Calvinists say: “God has no interest in mankind in the aggregate, in the mass of heathen. Their lot is to perish (or go to hell) and God is quite unconcerned about them. When God says that He is not willing that any should perish, but that all might come to repentance, the ‘all’ there means all whom God wants to call, and really just means a few people selected according to the principle of sovereign election. If we find ourselves among the favored few whom God picks for salvation, then we can thank Him for showing mercy on us, but we need not feel particularly sorry for the unconverted: they are the unregenerate ‘objects of God’s wrath’ (Rom. 9:22). We have no commission to preach; that was confined to the apostles.”

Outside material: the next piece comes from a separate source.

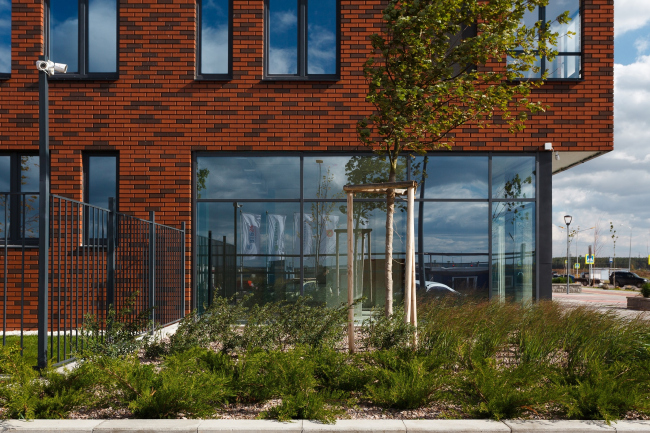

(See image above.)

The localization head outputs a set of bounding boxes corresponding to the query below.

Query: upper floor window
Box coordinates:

I would guess that there is hardly a single brother or sister who has decided to dedicate some part (or all) of their lives (and money) to missionary work who has not been scorned and dissuaded by brothers and sisters — sometimes whole ecclesias — using these very same Calvinist arguments. I myself have been harangued in this way times without number. How many ecclesias in the world are sponsoring preachers in the way that Antioch in Syria did in the first century? Only the other day, a brother wrote me at length rebuking me for encouraging concern with “the environment” (God’s wonderful world). God’s only interest, I was told, is in His saints. What interest does God have in genocide in Bosnia and Rwanda, pollution in Los Angeles, terrorist bombings in Manchester (unless believers are directly involved)?

Did not Jesus say, “Let the dead bury their own dead”?

My only answer can be: listen to Abraham pleading for Sodom; read the book of Jonah; notice Jeremiah’s tears; watch the Lord Jesus weep over Jerusalem; hear his words to the women beside the road to Golgotha; stand with our Savior as he appeals to Pontius Pilate; learn the long suffering and compassion’s of the LORD with Hosea; and stand beside Moses as God proclaims His Name…Yes, just read His Word and learn about the true and living God — the God of mercy, loving kindness and truth, the God of whom we are told, as He looked upon the corrupt world before the Flood: “The LORD was grieved and His heart was filled with pain” (Gen. 6:6).

Did not Paul reflect just a little of God’s heart when he “was greatly distressed to see that the city [of Athens] was full of idols” (Acts 17:16). And when he reached desperately immoral Corinth, the apostle, we learn, was “pressed in the spirit,” and testified that Jesus was Christ (Acts 18:5). We have grand examples there; what a wonderful difference it would make to our community if that spirit flowed everywhere.

We truly believe such a right spirit is being shown in our community at this moment all over the world. More than ever before, we are pressing forward to spread the gospel. Let us beware, however, the lingering effects of Calvinist theology that would dampen our enthusiasm for taking the gospel to all people.